Perlahan namun pasti-, mata Aiko kian terasa berat! wanita itu hanya bisa bersandar pada dada bidang Nathan yang kini terlihat panik seraya membopong tubuh sang wanita.
*****
Percakapan antara Niki dan juga keluarga Rosetta tampak berlangsung dengan penuh canda tawa, bahkan Riyu-, adik dari Rosetta terlihat lebih banyak tersenyum ketika Niki berkunjung,
"Kak Niki!! terima kasih banyak untuk mainan yang kakak bawa! aku-, sungguh bahagia!!"
"Benarkah??!! jika memang demikian! berjanjilah pada kakak bahwa kau akan semangat untuk menjalani pengobatan!! jika kau benar-benar telah pulih nanti!! aku berjanji akan membawa mu ke toko mainan!! dan Riyu bisa memilih mainan apapun yang Riyu mau!!"
"Waaah??! benarkah kak Niki!??"
Niki tersenyum lebar, ia menyodorkan jari kelingking kearah Riyu, "aku berjanji!!!"
"Kak Niki!! terima kasih!!"
"Hey!! tak apa! asalkan kau juga berjanji untuk tetap semangat menjalani pengobatan!!"
"Mmm-hmmm!! Riyu berjanji!! Riyu akan mematuhi apapun perintah dokter!!"
"Anak baik!!!"
Niki ..., ternyata ia seramah ini?? dia bahkan tak sungkan untuk memeluk adikku??
Rosetta tertegun! gadis itu bahkan menjatuhkan air mata tanpa ia sadari atas senyum kebahagiaan yang diberikan oleh Niki pada sang adik,
"Rosetta!!?"
"Mmmm?? iya??! Niki-,"
"Maaf! aku tidak bisa berada disini lebih lama, aku-, harus segera pulang untuk-,"
"Tak apa!! aku mengerti!
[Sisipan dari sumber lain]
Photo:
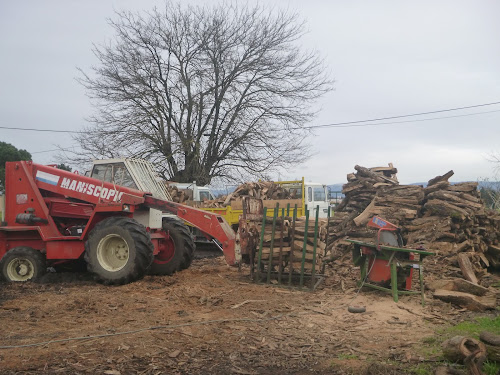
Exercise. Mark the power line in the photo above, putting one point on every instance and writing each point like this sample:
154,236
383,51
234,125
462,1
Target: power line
56,149
40,130
402,116
395,122
338,124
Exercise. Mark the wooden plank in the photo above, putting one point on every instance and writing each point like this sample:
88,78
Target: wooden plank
466,267
467,300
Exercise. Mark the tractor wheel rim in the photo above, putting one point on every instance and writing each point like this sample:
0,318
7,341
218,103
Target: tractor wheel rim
20,269
113,252
166,251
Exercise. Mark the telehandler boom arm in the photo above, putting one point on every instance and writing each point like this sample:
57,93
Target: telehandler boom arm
209,223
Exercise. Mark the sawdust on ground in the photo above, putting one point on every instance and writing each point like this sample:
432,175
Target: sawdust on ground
208,319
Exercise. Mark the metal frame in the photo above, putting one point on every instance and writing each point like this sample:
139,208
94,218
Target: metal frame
387,253
261,274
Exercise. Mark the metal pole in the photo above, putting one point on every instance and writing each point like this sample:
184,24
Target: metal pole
304,248
262,232
292,245
323,265
280,261
313,271
270,265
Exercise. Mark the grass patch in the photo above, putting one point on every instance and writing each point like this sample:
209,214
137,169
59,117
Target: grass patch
474,328
347,356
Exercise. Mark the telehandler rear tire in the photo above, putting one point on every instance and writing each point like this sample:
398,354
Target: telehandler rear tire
178,251
23,264
119,250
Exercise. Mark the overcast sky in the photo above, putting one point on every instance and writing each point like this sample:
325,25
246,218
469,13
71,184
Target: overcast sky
388,58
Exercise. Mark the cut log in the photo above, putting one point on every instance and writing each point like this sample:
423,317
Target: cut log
458,285
466,267
493,352
437,179
489,338
465,350
365,215
469,301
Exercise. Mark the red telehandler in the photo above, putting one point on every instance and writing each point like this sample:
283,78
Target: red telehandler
52,215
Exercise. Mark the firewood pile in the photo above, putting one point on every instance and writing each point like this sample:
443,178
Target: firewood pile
292,250
264,190
447,219
180,195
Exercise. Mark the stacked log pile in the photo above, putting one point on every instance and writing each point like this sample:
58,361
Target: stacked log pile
298,244
293,244
179,195
281,243
265,190
445,218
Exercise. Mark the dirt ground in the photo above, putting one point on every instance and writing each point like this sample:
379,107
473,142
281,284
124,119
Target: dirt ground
211,319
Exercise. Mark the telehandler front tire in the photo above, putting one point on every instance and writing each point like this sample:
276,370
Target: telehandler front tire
119,250
23,264
177,252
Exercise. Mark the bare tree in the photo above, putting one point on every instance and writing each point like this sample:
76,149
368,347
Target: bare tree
204,92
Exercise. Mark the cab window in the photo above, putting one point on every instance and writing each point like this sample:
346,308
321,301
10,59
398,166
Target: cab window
122,177
319,194
103,172
204,195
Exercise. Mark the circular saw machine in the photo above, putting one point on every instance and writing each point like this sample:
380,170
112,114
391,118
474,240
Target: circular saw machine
386,264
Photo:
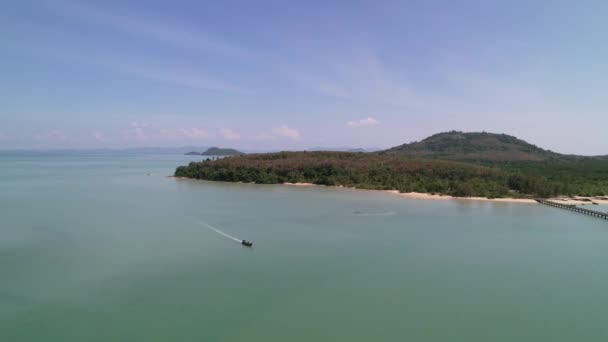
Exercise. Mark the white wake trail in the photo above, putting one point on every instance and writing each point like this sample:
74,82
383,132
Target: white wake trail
220,232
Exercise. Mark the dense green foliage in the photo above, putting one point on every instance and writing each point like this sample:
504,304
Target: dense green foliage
391,172
473,147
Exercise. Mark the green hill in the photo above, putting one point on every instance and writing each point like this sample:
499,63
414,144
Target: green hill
473,147
453,163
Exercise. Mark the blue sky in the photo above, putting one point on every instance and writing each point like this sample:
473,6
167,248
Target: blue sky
286,74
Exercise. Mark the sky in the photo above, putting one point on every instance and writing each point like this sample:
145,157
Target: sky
301,74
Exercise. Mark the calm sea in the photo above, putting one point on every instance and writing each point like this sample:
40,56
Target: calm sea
106,248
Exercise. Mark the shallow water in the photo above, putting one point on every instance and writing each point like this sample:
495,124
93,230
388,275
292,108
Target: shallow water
94,249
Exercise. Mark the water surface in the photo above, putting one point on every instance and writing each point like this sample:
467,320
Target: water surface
106,248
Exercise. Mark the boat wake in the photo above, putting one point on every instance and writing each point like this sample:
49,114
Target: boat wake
386,213
219,231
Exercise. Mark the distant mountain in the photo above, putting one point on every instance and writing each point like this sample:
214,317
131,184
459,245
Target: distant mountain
474,146
216,151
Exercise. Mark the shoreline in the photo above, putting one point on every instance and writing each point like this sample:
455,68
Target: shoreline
576,200
426,196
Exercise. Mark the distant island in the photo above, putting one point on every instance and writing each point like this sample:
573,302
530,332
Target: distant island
451,163
216,151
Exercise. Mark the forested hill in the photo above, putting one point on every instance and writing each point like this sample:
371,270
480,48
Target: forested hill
474,147
453,163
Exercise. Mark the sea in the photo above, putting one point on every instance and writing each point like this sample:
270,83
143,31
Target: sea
106,247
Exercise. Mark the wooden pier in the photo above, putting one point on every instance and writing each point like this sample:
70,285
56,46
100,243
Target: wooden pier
574,208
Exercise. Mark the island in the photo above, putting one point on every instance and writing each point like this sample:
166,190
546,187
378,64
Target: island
217,152
452,163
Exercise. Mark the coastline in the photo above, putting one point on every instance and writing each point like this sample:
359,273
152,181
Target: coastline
426,196
577,200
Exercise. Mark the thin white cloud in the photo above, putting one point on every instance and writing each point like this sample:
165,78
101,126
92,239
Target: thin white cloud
229,134
137,131
51,136
184,133
264,137
363,122
133,24
287,132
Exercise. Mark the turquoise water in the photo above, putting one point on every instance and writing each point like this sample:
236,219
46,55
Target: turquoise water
94,249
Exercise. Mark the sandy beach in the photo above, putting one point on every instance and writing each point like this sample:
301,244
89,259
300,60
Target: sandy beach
425,196
578,200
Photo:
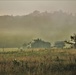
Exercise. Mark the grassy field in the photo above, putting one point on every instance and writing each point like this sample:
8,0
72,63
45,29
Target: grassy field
37,61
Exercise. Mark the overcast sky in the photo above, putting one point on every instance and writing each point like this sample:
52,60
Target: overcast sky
26,7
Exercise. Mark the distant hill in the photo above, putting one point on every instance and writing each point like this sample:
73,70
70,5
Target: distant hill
15,30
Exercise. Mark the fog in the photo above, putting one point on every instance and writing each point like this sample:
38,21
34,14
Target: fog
23,21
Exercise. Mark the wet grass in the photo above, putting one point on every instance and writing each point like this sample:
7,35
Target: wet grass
38,62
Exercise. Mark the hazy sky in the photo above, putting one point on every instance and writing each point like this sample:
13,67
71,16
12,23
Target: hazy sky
25,7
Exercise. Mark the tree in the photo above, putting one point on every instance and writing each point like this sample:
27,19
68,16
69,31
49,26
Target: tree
59,44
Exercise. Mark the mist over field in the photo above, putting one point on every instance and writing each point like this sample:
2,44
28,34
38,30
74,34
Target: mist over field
15,30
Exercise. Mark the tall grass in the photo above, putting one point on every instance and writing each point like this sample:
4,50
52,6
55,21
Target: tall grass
38,62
Niki-, aku sungguh berterimakasih padamu,"
"Hey!! sudah lah!! ini bukan apa-apa!! yang terpenting sekarang adalah-, kesembuhan adikmu!! dan kau-, dirimu juga harus memikirkan kesehatan mu sendiri Rosetta!! jika memang kau membutuhkan sesuatu yang lain, jangan sungkan untuk memberitahu diriku!"
"Nak Niki-, saya sungguh tidak tahu bagaimana harus membalas kebaikan mu nak??!"
"Bibi!! tidak!! tolong jangan seperti ini, bi!! berdirilah! saya mohon!!" Niki seketika menahan pergerakan ibu Rosetta yang hampir berlutut dihadapan nya,
"Rosetta telah bekerja keras serta mencari pinjaman kesana-kemari demi membiayai kebutuhan Riyu di rumah sakit ini, kami sungguh sempat putus asa, tapi Tuhan Maha Baik!! putriku memiliki teman dengan hati bak malaikat seperti dirimu, nak Niki! bibi sungguh sangat berterimakasih!!"
Niki ..., aku sungguh bahagia karena bisa mengenal dirimu!!
*****
"Haruskah aku mengantar mu sampai di lobby??!"
"Itu tidak perlu Rosetta!! masuklah!! aku bisa pulang sendiri!! kau tenang saja!!"
"Tunggu Niki!!"
"Mmmm??!!"
"Bukankah itu pria yang biasa mengantarkan dirimu saat berangkat ke garden shop??!"
"A-apa??!" pandangan Niki seketika tertuju ke arah dimana Rosetta menjulurkan jari telunjuk.
Nathan??!! dia juga ada disini??!! tapi-, apa dia sakit??!